Interesting article about the Snowden documents, including comments from former Guardian editor Ewen MacAskill
MacAskill, who shared the Pulitzer Prize for Public Service with Glenn Greenwald and Laura Poitras for their journalistic work on the Snowden files, retired from The Guardian in 2018. He told Computer Weekly that:
- As far as he knows, a copy of the documents is still locked in the New York Times office. Although the files are in the New York Times office, The Guardian retains responsibility for them.
- As to why the New York Times has not published them in a decade, MacAskill maintains “this is a complicated issue.” “There is, at the very least, a case to be made for keeping them for future generations of historians,” he said.

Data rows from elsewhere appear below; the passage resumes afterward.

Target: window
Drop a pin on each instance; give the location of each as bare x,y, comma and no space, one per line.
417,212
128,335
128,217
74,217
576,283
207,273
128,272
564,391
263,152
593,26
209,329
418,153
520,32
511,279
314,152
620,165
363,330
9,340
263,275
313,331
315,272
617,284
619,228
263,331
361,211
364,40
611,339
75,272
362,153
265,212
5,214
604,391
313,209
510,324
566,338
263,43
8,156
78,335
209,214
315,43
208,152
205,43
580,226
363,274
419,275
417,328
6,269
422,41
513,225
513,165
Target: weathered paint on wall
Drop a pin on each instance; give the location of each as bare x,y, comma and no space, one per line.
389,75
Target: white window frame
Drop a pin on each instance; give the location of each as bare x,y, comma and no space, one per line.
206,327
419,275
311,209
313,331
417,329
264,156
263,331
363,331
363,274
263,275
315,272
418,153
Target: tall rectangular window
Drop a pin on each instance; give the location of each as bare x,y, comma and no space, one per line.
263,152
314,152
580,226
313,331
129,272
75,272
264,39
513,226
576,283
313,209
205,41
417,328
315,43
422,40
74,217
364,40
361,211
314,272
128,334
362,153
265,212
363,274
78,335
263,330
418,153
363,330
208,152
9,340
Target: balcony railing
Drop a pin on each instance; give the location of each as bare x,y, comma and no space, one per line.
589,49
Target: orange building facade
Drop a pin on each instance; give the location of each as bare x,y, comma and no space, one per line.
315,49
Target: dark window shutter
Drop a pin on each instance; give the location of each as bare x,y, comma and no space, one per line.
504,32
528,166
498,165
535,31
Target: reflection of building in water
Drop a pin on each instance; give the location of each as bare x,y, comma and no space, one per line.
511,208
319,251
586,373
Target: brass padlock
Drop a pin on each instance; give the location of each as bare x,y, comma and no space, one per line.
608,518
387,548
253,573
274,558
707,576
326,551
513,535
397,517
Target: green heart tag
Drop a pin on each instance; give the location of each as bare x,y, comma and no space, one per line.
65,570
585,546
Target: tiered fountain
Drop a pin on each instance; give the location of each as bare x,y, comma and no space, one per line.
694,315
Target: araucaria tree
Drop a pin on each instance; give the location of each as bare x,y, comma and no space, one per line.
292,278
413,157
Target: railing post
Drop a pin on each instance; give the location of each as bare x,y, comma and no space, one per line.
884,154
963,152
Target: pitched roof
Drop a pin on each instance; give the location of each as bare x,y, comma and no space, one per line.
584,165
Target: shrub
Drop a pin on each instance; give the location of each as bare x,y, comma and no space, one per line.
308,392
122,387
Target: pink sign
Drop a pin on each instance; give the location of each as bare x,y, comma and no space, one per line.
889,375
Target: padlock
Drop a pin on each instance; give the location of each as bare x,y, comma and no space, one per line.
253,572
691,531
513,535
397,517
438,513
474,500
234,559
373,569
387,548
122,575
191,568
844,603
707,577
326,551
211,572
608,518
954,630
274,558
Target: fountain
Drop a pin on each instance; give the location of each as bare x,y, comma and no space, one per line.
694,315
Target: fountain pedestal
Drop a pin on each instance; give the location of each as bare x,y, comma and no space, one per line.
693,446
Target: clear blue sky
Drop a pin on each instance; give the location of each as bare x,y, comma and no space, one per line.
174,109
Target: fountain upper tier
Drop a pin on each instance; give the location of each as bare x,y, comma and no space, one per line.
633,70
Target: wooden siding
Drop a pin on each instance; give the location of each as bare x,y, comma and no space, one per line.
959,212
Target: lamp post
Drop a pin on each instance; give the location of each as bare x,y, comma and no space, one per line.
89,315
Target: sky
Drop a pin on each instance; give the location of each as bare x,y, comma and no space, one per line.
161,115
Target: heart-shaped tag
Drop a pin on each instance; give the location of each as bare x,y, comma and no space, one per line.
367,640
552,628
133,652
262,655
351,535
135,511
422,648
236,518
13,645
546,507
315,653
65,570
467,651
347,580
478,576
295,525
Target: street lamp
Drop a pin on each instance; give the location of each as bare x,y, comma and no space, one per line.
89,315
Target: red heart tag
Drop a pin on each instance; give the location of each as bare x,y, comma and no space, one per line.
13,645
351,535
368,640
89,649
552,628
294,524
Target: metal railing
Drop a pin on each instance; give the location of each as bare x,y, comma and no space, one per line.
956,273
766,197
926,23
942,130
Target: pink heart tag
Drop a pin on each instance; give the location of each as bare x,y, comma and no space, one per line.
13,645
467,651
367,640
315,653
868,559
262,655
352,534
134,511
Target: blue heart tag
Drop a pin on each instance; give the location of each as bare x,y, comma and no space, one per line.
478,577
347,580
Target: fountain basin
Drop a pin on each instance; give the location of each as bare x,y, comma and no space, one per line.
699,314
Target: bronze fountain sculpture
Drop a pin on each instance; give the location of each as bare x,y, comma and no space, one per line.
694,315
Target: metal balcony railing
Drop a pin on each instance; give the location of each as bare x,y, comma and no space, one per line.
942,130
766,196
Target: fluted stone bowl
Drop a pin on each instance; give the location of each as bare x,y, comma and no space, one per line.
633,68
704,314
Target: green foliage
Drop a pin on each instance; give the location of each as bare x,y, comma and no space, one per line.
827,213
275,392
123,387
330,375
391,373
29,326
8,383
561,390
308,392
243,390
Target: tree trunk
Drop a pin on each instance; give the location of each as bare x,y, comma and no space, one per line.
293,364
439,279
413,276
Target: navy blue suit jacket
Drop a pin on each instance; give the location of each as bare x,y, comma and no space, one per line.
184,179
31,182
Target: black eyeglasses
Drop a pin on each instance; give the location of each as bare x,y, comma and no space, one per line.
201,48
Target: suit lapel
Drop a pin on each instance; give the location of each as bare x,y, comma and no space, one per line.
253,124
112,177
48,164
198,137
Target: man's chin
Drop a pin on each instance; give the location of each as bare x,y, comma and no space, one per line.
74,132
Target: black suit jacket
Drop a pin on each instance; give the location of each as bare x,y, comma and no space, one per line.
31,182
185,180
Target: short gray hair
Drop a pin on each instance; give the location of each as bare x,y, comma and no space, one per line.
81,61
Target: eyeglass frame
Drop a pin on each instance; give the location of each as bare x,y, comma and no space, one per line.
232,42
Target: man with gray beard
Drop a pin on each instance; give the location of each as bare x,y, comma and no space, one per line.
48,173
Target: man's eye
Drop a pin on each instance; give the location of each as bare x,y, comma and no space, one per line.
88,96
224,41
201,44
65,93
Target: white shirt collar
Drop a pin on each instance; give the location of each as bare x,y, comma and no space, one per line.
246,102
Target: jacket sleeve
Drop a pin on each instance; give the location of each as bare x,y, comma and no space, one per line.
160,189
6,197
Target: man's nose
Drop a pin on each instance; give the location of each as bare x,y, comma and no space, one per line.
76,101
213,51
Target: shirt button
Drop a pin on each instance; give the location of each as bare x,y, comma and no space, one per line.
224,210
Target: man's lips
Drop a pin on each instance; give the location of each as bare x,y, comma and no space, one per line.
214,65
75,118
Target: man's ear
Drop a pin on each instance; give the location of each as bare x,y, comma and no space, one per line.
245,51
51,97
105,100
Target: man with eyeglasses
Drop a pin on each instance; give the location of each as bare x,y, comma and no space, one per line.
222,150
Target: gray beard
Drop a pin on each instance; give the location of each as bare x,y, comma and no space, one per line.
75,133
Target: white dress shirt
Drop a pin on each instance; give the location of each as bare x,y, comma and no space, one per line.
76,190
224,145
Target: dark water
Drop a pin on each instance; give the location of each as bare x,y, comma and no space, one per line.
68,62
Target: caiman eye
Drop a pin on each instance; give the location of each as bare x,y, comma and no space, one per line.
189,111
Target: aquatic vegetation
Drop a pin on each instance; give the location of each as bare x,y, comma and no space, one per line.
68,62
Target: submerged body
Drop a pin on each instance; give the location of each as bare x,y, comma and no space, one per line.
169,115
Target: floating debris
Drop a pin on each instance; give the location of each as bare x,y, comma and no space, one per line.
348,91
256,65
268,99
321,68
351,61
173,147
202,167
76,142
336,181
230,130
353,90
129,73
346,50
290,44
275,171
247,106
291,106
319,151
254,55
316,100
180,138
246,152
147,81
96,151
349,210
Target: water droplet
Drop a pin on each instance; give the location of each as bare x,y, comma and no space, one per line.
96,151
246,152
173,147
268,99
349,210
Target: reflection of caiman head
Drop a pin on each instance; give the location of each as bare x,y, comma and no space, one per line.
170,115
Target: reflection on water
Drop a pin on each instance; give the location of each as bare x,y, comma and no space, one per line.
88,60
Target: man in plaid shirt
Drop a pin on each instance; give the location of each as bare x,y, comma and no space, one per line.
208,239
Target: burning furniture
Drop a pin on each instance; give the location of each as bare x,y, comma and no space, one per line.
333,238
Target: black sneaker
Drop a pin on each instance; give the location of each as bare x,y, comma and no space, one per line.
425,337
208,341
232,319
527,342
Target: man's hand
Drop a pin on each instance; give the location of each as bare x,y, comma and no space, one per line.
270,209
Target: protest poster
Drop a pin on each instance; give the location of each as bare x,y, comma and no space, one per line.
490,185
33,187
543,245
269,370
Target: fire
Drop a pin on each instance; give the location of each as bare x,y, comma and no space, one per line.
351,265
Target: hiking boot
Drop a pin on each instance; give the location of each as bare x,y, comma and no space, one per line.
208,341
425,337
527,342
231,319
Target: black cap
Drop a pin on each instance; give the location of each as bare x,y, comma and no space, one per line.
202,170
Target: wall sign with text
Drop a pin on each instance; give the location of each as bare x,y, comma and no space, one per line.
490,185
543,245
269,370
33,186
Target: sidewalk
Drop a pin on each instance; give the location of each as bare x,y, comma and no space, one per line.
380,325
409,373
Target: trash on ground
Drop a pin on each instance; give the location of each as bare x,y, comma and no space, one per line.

- Why was only 1% of the Snowden archive published by the journalists who had full access to it? Ewen MacAskill replied: “The main reason for only a small percentage—though, given the mass of documents, 1% is still a lot—was diminishing interest.”
[…]
The Guardian’s journalist did not recall seeing the three revelations published by Computer Weekly, summarized below:
- The NSA listed Cavium, an American semiconductor company marketing Central Processing Units (CPUs)—the main processor in a computer which runs the operating system and applications—as a successful example of a “SIGINT-enabled” CPU supplier. Cavium, now owned by Marvell, said it does not implement back doors for any government.
- The NSA compromised lawful Russian interception infrastructure, SORM. The NSA archive contains slides showing two Russian officers wearing jackets with a slogan written in Cyrillic: “You talk, we listen.” The NSA and/or GCHQ has also compromised key lawful interception systems.
- Among example targets of its mass-surveillance programme, PRISM, the NSA listed the Tibetan government in exile.
Those three pieces of info come from Jake Appelbaum’s Ph.D. thesis.